“The author brings nuance to Allen’s views on mental illness, arguing that Allen had more ambivalent feelings about the anti-psychiatry movement than one might expect, and the author’s privileged access to material on the poet’s and Naomi’s institutionalizations make this a valuable resource for future biographers. Fans of the Beat Generation will be enlightened.” –Publishers Weekly
“Dr. Weine takes a serious, detailed look at how Allen Ginsberg’s personal encounters with mental illness became integral to his poetry. Best Minds is a unique contribution to the critical and biographical work on this troubled and brilliant Beat Generation poet. The book presents a brisk a challenge to “official” notions of mental illness by way of poetry and antipsychiatry. Its broad reach is also an enhancement to the growing field of literature and medicine.” –Hassan Melehy, University of North Carolina, Chapel Hill
“A masterpiece of definitive and seminal scholarship, Best Minds: How Allen Ginsberg Made Revolutionary Poetry from Madness will have a very special appeal to readers with an interest in the life and poetry of Allen Ginsberg… Best Minds is exceptionally well written, organized and presented — making it an inherently fascinating, informative, and insightful study.” –Midwest Book Review
“In Weine’s telling of the Naomi story, one is suddenly aware that readers of Beat Literature never had a clear or comprehensible picture of Naomi’s hospitalization records and treatments…The richness of this story does not alter the eventual poetic output of Allen, but it makes Ginsberg’s accomplishments more singular and more human.” –The Allen Ginsberg Project
A revelatory look at how poet Allen Ginsberg transformed experiences of mental illness and madness into some of the most powerful and widely read poems of the twentieth century.
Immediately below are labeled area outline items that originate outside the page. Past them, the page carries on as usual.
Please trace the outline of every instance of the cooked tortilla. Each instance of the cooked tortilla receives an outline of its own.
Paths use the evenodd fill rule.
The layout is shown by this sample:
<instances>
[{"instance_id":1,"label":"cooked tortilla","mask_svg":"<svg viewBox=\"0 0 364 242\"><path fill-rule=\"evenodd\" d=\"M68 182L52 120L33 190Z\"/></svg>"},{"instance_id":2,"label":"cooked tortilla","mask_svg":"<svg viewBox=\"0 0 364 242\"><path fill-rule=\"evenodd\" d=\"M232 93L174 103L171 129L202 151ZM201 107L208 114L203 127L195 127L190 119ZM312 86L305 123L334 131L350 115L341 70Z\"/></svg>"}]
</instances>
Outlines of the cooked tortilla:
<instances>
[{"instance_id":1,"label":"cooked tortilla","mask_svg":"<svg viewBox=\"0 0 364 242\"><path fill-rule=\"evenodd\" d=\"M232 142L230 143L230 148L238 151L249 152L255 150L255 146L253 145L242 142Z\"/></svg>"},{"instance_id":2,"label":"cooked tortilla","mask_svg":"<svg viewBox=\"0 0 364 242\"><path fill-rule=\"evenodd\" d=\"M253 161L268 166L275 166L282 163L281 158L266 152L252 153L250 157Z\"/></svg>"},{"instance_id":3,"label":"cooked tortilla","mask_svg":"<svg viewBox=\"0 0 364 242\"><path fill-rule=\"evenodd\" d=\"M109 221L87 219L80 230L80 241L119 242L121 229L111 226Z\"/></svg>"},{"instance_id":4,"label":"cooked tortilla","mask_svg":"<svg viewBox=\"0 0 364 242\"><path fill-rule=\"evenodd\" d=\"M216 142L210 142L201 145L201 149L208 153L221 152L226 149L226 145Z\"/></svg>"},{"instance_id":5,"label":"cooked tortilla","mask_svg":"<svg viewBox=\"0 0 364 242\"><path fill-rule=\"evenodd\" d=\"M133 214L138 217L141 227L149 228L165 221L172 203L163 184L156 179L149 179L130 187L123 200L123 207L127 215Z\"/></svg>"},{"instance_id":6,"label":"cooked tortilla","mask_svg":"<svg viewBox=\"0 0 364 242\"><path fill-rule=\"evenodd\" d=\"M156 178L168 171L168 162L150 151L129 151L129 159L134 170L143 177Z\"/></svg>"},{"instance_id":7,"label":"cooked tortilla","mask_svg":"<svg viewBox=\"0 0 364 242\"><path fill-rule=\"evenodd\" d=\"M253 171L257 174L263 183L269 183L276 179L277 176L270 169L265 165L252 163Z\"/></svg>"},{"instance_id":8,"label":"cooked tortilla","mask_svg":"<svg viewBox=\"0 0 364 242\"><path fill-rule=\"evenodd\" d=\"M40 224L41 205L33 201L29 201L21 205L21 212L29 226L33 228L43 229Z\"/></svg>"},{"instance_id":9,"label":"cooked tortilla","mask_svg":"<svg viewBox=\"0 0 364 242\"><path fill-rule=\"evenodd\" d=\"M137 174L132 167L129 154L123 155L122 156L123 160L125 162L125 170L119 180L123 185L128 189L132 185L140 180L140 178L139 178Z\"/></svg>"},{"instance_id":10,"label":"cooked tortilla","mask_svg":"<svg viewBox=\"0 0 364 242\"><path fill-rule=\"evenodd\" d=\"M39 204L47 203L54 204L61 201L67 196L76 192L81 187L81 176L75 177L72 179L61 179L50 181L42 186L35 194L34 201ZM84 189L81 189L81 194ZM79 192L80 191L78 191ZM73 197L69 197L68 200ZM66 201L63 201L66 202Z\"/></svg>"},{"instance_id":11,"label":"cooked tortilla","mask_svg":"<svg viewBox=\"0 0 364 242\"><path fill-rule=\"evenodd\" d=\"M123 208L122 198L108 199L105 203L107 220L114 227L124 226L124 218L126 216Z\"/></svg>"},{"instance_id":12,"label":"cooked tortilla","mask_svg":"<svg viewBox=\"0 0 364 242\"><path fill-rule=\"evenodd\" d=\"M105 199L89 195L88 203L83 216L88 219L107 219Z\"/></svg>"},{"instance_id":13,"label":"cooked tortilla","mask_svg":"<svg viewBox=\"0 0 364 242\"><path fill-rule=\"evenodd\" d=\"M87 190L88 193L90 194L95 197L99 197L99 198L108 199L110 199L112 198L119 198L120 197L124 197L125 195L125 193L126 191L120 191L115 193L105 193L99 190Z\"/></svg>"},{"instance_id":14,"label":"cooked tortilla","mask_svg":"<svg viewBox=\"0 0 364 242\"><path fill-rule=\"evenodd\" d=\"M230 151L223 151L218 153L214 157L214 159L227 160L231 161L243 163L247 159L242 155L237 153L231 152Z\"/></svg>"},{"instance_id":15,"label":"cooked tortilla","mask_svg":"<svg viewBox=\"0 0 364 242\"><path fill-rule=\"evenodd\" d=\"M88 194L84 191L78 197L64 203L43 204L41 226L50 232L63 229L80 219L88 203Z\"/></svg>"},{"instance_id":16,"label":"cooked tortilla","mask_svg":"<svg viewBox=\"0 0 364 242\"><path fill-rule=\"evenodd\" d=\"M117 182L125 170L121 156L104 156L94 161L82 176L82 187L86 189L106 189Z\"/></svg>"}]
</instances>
Allen Ginsberg turned the madness he had encountered in his own life into a literary call to arms defending the human spirit against social oppression. The poem “Howl” opens with one of the most resonant phrases in modern poetry: “I saw the best minds of my generation destroyed by madness.” But despite this poem’s international fame and notoriety, the madness referred to in “Howl,” “Kaddish for Naomi Ginsberg,” and multiple other poems remains an enigma today.
In BEST MINDS: How Allen Ginsberg Made Revolutionary Poetry from Madness (Fordham University Press; March 28, 2023; $34.95), psychiatrist, researcher, and scholar Stevan M. Weine, M.D. examines how Allen Ginsberg took his visions and psychiatric hospitalization, his mother’s devastating illness, confinement, and lobotomy, and the social upheavals of the post-war world and imaginatively transformed them.
As a Columbia University medical student preparing to enter psychiatry in 1986, Stevan Weine was especially curious about literary views of madness. Says Weine, “I worked up the courage to write to Ginsberg, one of my heroes, and asked him how he reconciled the different views of madness in his art and life. Much to my surprise and delight, Ginsberg called me and asked to meet the very next day. He let me interview him and offered access to his archives and psychiatric records, as well as to his mother’s psychiatric records, which nobody outside the hospital had seen. In multiple meetings over several years, Allen, as he asked to be called, mentored and encouraged me to pursue my investigation, making this book possible.”
Madness is often linked to hardship and suffering, but in BEST MINDS, Weine shows how Allen’s poetics involved a lifelong imaginative and hopeful reworking of mental illness. In Ginsberg’s hands, madness could lead to profound and redemptive aesthetic, spiritual, and social changes. Through his revolutionary poetry and social advocacy, Ginsberg dedicated himself to leading others toward new ways of being human and easing pain.
Throughout his celebrated career Ginsberg made us feel as though we knew everything there was to know about him. However, much has been left out about his experiences growing up with a mentally ill mother, his visions, and his psychiatric hospitalization.
In BEST MINDS, with a forty-year career studying and addressing trauma, Weine provides a groundbreaking exploration of the poet and his creative process especially in relation to madness.
BEST MINDS examines the complex relationships between mental illness, psychiatry, trauma, poetry, and prophecy―using the access Ginsberg generously shared to offer new, lively, and indispensable insights into an American icon. Weine also provides new understandings of the paternalism, treatment failures, ethical lapses, and limitations of American psychiatry of the 1940s and 1950s.
In light of these new discoveries, the challenges Ginsberg faced appear starker and his achievements, both as a poet and an advocate, are even more remarkable.
ABOUT THE AUTHOR:
Dr. Stevan M. Weine is Professor of Psychiatry at the University of Illinois College of Medicine, where he is also Director of Global Medicine and Director of the Center for Global Health. He is the author of two books: When History is a Nightmare: Lives and Memories of Ethnic Cleansing in Bosnia-Herzegovinaand Testimony and Catastrophe: Narrating the Traumas of Political Violence.